Calculated for India (IST) using precise Panchang astronomy. Dates can shift by a day at locations far to the east or west.
The three Teej festivals
The story behind the fast
Hartalika Teej recalls how Parvati won Shiva as her husband through her own resolve. The name joins harat (carrying off) and aalika (a friend): in the popular telling, Parvati's friend took her away into the forest so she would not be married against her wish to a groom her father had chosen. There, on Bhadrapada Shukla Tritiya, she shaped an image of Shiva from sand and clay and kept a strict fast until he accepted her.
The day is read as a vow of constancy rather than a celebration of luck. Married women keep it for the long life and well-being of their husbands; unmarried women keep it hoping for a good partner. What the tradition holds up is Parvati's patience and self-chosen commitment, not a promise that fasting changes fate.
Hartalika Teej is the most austere of the three Teej festivals. Hariyali Teej in Shravan and Kajari Teej a fortnight before it are gentler, monsoon-season observances; Hartalika is the one with the full nirjala fast and an overnight vigil. It falls a day before Ganesh Chaturthi, so in many homes the two run back to back.
Rituals & observance
The day is built around a single sustained fast and the worship of Parvati and Shiva in clay form. Observances vary by family and region, but most include the following:
- Nirjala vrat (waterless fast): many women take neither food nor water from sunrise through the next morning. Those who cannot manage a full nirjala fast keep a lighter phalahari (fruit-and-milk) version instead — both are accepted.
- Making the idols: Parvati (as Gauri) and Shiva are shaped by hand from sand or clay, often with Ganesha beside them, and placed on a decorated platform for the day's worship.
- Shodashopachara puja at dusk (pradosh): the images are honoured with the sixteen offerings — water, flowers, vermilion, bel leaves, fruit and a lamp — and women dress in green or red and wear their wedding finery and bangles.
- Listening to the vrat katha: the Hartalika Teej story is read or recited so the reason for the fast is renewed each year, rather than only kept by habit.

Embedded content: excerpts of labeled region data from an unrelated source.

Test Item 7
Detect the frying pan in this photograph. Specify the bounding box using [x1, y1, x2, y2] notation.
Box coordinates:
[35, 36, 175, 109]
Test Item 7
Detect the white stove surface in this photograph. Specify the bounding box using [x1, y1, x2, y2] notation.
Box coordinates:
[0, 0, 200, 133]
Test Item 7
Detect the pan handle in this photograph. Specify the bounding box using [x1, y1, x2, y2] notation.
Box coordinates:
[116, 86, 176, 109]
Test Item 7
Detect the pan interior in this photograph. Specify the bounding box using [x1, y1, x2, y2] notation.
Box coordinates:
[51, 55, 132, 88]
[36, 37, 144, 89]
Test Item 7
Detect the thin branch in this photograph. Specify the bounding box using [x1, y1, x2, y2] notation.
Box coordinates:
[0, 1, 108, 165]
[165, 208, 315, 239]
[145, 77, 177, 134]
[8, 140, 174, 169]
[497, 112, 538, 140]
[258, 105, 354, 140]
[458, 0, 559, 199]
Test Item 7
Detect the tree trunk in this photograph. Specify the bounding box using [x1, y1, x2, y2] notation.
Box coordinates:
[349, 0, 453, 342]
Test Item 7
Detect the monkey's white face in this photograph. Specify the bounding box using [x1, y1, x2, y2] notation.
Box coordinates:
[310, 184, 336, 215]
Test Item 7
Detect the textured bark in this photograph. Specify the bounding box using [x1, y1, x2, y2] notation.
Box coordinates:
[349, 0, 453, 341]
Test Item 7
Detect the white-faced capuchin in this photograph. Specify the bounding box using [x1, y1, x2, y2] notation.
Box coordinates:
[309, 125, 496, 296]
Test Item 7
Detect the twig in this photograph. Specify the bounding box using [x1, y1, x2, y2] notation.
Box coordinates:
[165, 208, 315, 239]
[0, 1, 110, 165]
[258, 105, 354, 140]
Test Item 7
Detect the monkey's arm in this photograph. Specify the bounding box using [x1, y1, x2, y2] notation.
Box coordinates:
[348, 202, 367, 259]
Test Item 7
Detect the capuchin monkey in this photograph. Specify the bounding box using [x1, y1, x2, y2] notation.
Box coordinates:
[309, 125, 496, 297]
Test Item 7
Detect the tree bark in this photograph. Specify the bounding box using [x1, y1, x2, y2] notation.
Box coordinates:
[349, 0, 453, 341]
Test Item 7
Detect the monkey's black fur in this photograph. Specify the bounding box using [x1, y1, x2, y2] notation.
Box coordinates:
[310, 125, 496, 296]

- Night vigil (jagran): the fast is held through the night with bhajans and devotional songs, and is broken the next morning after the concluding worship.
- Immersion: the clay idols are gently immersed in water once the vrat ends, returning them as the day closes.
Regional variations
How this date is determined
Observed on the Tritiya tithi of Bhadrapada (Shukla paksha), reckoned by sunrise (udaya tithi).
Dates are computed to astronomical precision (NASA/JPL ephemeris), in line with traditional panchang.